I point this sector out specifically because it is the biggest component of CPI at about 30% and around 40% of the core. Elsewhere within services medical care costs rose .3% m/o/m after one tenth declines in the two previous months and they are up just .3% y/o/y. It’s been medical care commodities that have kept a lid on things while the cost of physician and hospital services rose between 2.8-3.9% y/o/y. Airline fares saw no change m/o/m but are up 19% y/o/y on easy comps. Overall, services inflation ex energy rose .3% m/o/m and 2.9% y/o/y which really was the trend pre Covid but as stated, rent prices in this survey are about to quickly accelerate.

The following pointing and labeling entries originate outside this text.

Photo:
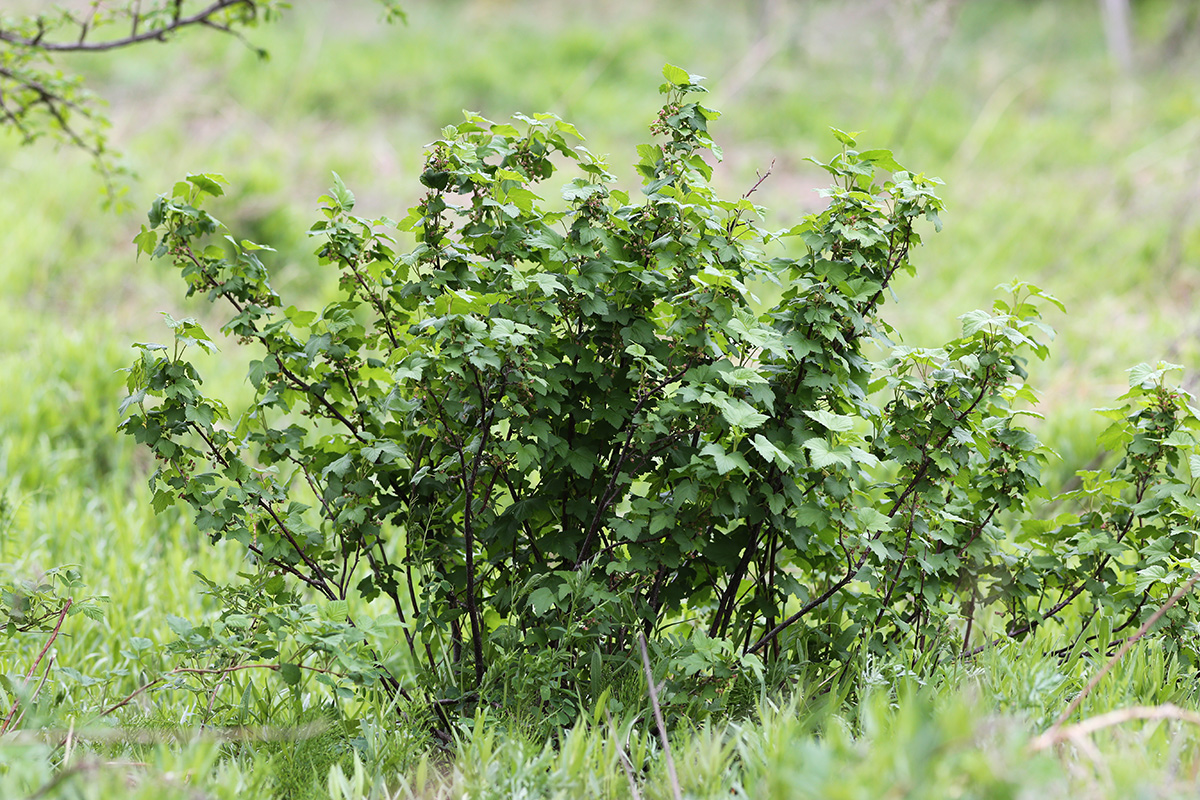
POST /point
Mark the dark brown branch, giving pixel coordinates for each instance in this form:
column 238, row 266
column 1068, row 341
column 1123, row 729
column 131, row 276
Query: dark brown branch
column 81, row 44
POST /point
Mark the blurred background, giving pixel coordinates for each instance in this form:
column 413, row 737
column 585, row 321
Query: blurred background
column 1067, row 133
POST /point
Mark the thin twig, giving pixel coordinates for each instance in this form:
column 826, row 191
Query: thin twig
column 1090, row 726
column 628, row 765
column 1125, row 648
column 160, row 34
column 33, row 667
column 658, row 717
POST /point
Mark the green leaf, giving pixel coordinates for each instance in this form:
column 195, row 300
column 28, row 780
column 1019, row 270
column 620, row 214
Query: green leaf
column 676, row 76
column 838, row 422
column 771, row 452
column 343, row 196
column 726, row 462
column 289, row 673
column 208, row 184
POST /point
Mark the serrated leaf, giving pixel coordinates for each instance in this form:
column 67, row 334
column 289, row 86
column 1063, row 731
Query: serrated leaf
column 676, row 76
column 725, row 462
column 839, row 422
column 289, row 673
column 343, row 196
column 771, row 452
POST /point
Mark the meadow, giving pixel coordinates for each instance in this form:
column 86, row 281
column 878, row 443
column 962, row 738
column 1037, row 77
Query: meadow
column 1060, row 169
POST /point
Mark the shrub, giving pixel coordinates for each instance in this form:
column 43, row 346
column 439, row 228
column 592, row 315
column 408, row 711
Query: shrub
column 550, row 427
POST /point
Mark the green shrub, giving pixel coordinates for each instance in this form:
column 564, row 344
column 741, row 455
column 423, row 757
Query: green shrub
column 551, row 427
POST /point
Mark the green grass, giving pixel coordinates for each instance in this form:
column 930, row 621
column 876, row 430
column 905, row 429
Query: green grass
column 1059, row 170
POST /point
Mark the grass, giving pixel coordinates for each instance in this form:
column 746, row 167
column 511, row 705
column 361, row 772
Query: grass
column 1059, row 170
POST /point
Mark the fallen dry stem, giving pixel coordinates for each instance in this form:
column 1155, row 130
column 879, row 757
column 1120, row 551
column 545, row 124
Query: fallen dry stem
column 1077, row 732
column 1125, row 648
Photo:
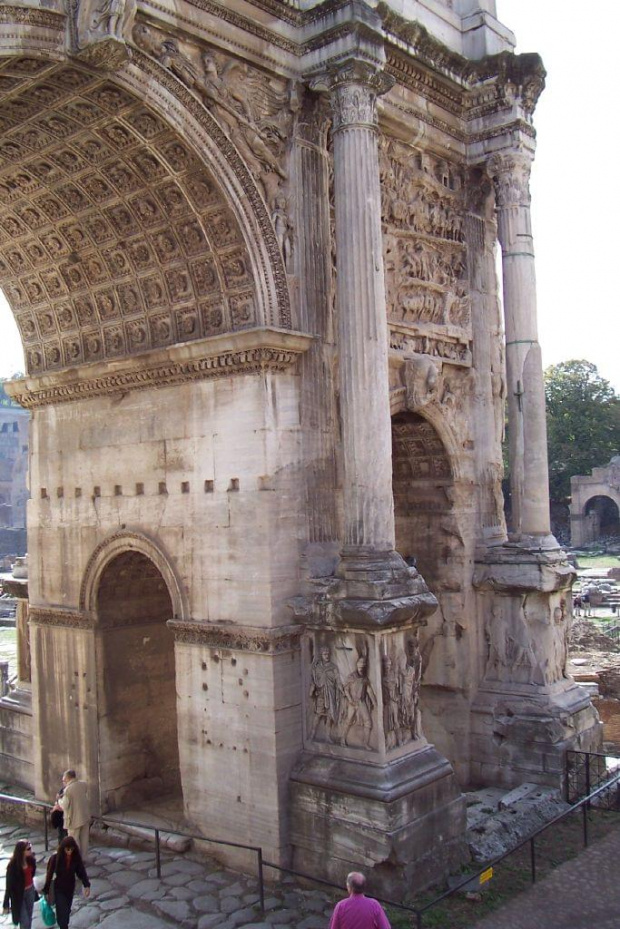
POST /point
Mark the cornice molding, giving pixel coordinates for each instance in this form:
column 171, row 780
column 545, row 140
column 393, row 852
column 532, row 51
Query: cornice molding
column 53, row 616
column 252, row 351
column 238, row 638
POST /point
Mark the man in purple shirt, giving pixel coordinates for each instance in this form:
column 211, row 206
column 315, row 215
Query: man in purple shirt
column 358, row 911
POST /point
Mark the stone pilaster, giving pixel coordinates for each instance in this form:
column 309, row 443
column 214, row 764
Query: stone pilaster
column 362, row 319
column 369, row 789
column 529, row 481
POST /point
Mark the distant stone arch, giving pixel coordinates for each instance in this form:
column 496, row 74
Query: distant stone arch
column 128, row 220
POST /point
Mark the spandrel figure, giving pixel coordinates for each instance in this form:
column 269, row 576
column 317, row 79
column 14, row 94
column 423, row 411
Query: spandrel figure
column 361, row 700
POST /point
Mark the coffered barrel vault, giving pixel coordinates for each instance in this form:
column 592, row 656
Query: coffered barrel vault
column 250, row 248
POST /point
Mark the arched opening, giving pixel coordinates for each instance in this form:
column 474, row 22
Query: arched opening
column 138, row 742
column 603, row 518
column 422, row 484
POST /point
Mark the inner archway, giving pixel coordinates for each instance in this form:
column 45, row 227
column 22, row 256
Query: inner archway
column 422, row 484
column 139, row 753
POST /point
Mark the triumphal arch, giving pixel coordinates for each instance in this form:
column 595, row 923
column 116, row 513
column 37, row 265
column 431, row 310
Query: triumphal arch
column 250, row 248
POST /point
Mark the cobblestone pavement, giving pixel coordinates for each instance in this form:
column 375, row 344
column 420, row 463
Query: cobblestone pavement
column 127, row 894
column 583, row 893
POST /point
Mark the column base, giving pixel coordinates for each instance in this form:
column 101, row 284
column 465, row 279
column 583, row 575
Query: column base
column 402, row 823
column 528, row 712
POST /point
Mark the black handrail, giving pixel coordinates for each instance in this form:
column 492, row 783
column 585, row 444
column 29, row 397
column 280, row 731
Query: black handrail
column 418, row 912
column 108, row 821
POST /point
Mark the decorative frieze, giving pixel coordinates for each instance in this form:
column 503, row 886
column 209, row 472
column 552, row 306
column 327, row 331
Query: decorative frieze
column 271, row 641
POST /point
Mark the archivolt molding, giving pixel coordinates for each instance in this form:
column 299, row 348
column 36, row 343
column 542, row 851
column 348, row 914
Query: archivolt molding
column 125, row 541
column 238, row 638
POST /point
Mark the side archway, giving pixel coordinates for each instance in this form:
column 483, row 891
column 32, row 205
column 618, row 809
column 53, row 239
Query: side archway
column 128, row 220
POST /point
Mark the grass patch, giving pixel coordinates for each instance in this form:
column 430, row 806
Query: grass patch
column 512, row 876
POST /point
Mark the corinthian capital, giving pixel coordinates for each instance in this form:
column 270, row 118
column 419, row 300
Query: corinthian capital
column 510, row 172
column 353, row 90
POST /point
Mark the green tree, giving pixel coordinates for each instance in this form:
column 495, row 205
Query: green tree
column 583, row 423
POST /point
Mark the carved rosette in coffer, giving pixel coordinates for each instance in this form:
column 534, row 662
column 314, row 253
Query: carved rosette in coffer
column 425, row 255
column 361, row 693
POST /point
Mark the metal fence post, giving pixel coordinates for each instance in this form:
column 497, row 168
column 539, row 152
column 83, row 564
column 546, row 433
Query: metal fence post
column 585, row 824
column 157, row 854
column 261, row 880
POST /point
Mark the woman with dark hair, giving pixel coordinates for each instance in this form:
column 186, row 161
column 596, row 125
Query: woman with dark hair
column 20, row 892
column 62, row 868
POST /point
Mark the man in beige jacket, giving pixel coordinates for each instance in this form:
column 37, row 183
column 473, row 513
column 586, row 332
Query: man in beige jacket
column 74, row 803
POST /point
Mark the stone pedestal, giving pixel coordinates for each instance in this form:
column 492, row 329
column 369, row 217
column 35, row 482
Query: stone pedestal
column 528, row 710
column 369, row 791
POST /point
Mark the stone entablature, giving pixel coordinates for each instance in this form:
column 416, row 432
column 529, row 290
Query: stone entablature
column 603, row 483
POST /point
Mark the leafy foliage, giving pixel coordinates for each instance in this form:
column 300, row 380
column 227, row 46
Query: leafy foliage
column 583, row 422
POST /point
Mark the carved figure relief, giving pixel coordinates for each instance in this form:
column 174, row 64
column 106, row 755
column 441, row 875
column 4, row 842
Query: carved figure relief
column 327, row 696
column 425, row 260
column 401, row 681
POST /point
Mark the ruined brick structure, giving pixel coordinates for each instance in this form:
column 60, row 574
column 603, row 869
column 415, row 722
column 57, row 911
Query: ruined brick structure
column 250, row 250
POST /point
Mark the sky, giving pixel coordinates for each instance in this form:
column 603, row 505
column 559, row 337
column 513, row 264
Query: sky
column 575, row 188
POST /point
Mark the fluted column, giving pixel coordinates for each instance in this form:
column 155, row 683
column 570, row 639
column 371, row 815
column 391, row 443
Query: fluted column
column 362, row 319
column 527, row 431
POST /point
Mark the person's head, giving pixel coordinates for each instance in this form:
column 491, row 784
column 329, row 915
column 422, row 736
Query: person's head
column 68, row 849
column 21, row 851
column 356, row 883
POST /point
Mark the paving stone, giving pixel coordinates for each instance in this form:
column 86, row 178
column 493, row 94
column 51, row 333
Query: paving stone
column 182, row 893
column 282, row 917
column 175, row 880
column 312, row 922
column 123, row 879
column 143, row 887
column 207, row 904
column 115, row 904
column 177, row 909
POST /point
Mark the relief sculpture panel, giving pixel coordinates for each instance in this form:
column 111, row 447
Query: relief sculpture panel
column 425, row 254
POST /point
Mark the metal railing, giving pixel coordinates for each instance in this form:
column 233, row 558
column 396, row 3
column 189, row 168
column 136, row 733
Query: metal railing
column 585, row 772
column 157, row 831
column 583, row 763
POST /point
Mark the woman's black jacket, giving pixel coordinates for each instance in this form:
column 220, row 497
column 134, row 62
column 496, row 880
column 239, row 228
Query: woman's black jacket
column 15, row 881
column 65, row 876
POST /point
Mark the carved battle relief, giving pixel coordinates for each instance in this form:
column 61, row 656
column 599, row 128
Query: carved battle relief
column 256, row 113
column 424, row 251
column 400, row 683
column 342, row 701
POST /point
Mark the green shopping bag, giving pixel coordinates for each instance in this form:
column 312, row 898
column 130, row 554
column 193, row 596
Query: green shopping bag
column 48, row 914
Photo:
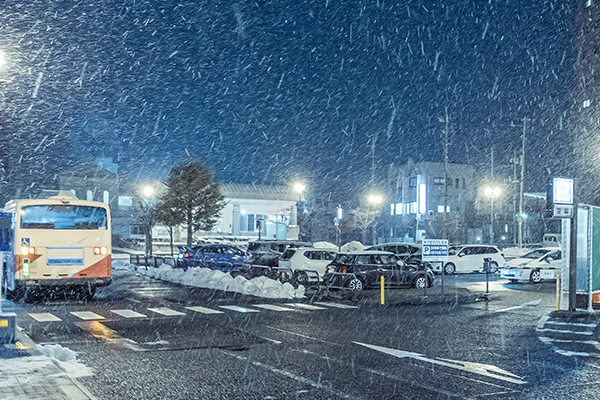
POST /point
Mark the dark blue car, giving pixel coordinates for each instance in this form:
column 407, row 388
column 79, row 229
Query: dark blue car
column 214, row 256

Core goods inflation rose .5% m/o/m and 8.5% y/o/y.

Core Goods Inflation Surges To 8.5%

That .5% gain comes after rather aggressive price increases in the prior months, specifically 2.2% in June and 1.8% in May. The price of used cars were up just .2% m/o/m but after a 10.5% spike in June and 7.3% gain in May. They are ‘only’ up 42% y/o/y. new car prices jumped 1.7% in the month after a 2% increase in June and are now higher by 6.4% y/o/y. Apparel prices were flat m/o/m but after a .7% gain in June and 1.2% rise in May. They are higher by 4.2% y/o/y.

Bottom Line
Bottom line, while we might get some further slowing in used car prices as that seems to be a poster child for the current bout of inflation and a noted talking point of those in the transitory camp, the cost of housing within the government numbers have a lot of catching up to do with reality and thus this inflation story is going to continue so don’t rest easy. The problem also here is that inflation is running faster than wages so we have a drop in REAL wages which is economically contractionary and AGAIN why stable prices is the precursor to strong growth and employment and thus the Fed’s sole focus on the labor market is wrongheaded.